Re: SQUID memory error after vm.swappines changed from 60 to 10

Bike dernikov1
On Mon, Nov 13, 2017 at 4:36 PM, Alex Rousskov
<[hidden email]> wrote:

> On 11/13/2017 02:34 AM, Bike dernikov1 wrote:
>> On Fri, Nov 10, 2017 at 4:43 PM, Alex Rousskov wrote:
>>> Squid swapping in production is an arguably worse disaster, as you have
>>> learned. In many cases, it is better to deal with a lack of swap than to
>>> rely on swap's magical effects that most humans poorly understand. YMMV.
>
>> In this scenario, swap is backup cache (as I understand)?
>
> In this scenario, swap is not a cache! In fact it is pretty much the
> opposite:
>
> * A cache is, by definition, an optional unreliable "fast" storage meant
> to reduce the need to go to some "slow" storage.
>
> * When in active use, swap is required reliable slow storage meant to
> extend fast storage (RAM) capacity.
>
> Do you see how almost every adjective in the first bullet is replaced
> with an antonym in the second one?

Yes, definitely mixed up, I meant right but wrote wrong.

> Some services, including many databases, over allocate RAM to store
> rarely used (computed and/or preloaded) data. When that data is swapped
> out, the service often continues to operate normally because the data is
> rarely accessed (and/or because swapping it in is still cheaper than
> computing it from scratch).
>
> With Squid, it is very difficult for the OS to correctly identify the
> rarely used RAM areas to swap out.
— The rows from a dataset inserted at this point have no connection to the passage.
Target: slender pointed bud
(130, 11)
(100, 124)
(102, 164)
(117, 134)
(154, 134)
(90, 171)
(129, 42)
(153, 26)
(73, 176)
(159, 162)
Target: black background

When the OS swaps out the wrong area,
> Squid slows down (to access that area), which only increases the number
> of concurrent transactions and, hence, the amount of RAM Squid needs to
> operate, which triggers more wrong swap outs, creating a vicious cycle.

That is why best solution would be swap of. Definitely testing swapoff
next week, if we won't have new problems.

>> Swap could be used  to translate back data to mem if used, but it
>> stays on disk and purge after some time if not used ?
>
> The purging bit is wrong. Think of swap as very very very slow RAM.
>
> Alex.

So, when squid need something from swap, it will load that data back to ram.
For purge, data then  stay in swap forever ?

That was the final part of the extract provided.